Preis: 1,81 Euro bei Amazon.de [Stand: 28. März 2024]
Zwei Jahre nach Ende des Zweiten Weltkriegs lebt in Amsterdam der 12-jährige Thomas allein mit seinem Vater; die Mutter ist vor kurzer Zeit gestorben. Der Winter 1949 ist so bitter kalt, dass Amsterdams Grachten zufrieren. Holz und Kohlen sind knapp und Lebensmittel kann jede Familie nur in festgelegten Mengen einkaufen, die ihr durch Lebensmittelmarken zugeteilt werden. Thomas Vater, ein Kritzler, ein Schriftsteller, hat nach dem Krieg noch keine Arbeit gefunden. Tante Fie, die Schwester der Mutter, hält Thomas Vater für einen Wirrkopf, dem sie nicht zutraut, seinen Sohn allein zu versorgen. Thomas ist verrückt nach seiner Klassenkameradin Liesje, doch davon darf Liesje auf keinen Fall erfahren. Thomas ist alt genug, um sich für Mädchen zu interessieren, wird aber von Vater und Tante wie ein kleines Kind behandelt. Was während des Nationalsozialismus in Amsterdam geschah und wohin so viele Menschen verschwunden sind, wird Thomas verschwiegen. Wenn Erwachsene miteinander sprechen, schicken sie die Kinder hinaus. "Ich werde dir später alles erzählen", weicht Thomas Vater den Fragen seines Sohnes aus. Als Thomas Vater eine Stelle als Zensor bei der Britischen Rhein-Armee in Deutschland annimmt, lebt Thomas erst kurz bei Tante Fie, bis er schließlich zu Piet Zwaan, seinem neuen Klassenkameraden ziehen kann. Piet, genannt Zwaan, lebt mit seiner Tante und seiner Cousine Beth zusammen. Piets Familie war jüdisch, seine Eltern und sein Onkel, der Vater von Beth, sind während der deutschen Besetzung der Niederlande ums Leben gekommen. Als die Klassenkameraden Thomas nachrufen "Ein Judenfreund bist du!", scheint der Junge nicht zu wissen, was damit gemeint ist.
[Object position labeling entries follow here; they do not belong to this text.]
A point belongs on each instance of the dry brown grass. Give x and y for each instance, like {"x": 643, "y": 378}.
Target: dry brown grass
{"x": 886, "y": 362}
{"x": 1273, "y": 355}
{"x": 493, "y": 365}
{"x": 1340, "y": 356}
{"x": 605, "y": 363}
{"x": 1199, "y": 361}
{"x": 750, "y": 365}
Bei Zwaans wird Thomas deutlich, dass in anderen Familien ganz anders als bei ihm Zuhause über Untertauchen, über Lager und über Juden gesprochen wird. Piet kann sich noch zu gut an die "Moffen", die deutschen Soldaten und ihre Uniformen, erinnern und daran, dass sein Vater damals Angst vor diesen Männern hatte. Seine Eltern hat Piet zum letzten Mal gesehen, als er 6 Jahre alt war. Thomas stellt verblüfft fest, dass seine Eltern die Zwaans früher gekannt haben müssen und dass auch er sie kennen müsste. Warum kann er sich an diese Zeit bloß so schlecht erinnern?

Thomas, Piet und Beth leben wie elternlose Kinder. Beths Mutter ist zwar anwesend, kann jedoch als ewig leidende, exzentrische Person ihre Rolle als Hauhaltsvorstand mehr schlecht als recht ausfüllen. Die einzig "Ältere" ist die 14-jährige Beth, die Piet und Thomas wie Erwachsene behandelt. Über ihr Heranwachsen spricht niemand mit den Jugendlichen, ebenso wenig wie über die Vergangenheit. Ganz typisch für die damalige Zeit verhält sich Thomas Lehrer, dessen Anekdoten nicht über die Zeit des Ersten Weltkriegs hinaus gelangen. Die drei Jugendlichen müssen ihre Probleme allein lösen. Stück für Stück decken sie die Schicksale all der verschwundenen Familienmitglieder auf, von denen nur Fotos zurück geblieben sind und in deren Häusern inzwischen andere wohnen. Die besondere, zarte Freundschaft zwischen den drei Jugendlichen ist nicht frei von Eifersucht und verletzten Gefühlen, dennoch halten sie nach außen fest zusammen. Passend zur Art der Erwachsenen, die in der damaligen Zeit ihren Kindern vieles verschwiegen, beschränkt sich der Autor Peter van Gestel auf das Portrait des nachdenklichen Thomas und deutet vieles nur an. Eine Erklärung, warum kurz nach Kriegsende den Überlebenden das Sprechen über ihre ermordeten und verschollenen Angehörigen so schwer fiel, müssen van Gestels Leser selbst finden.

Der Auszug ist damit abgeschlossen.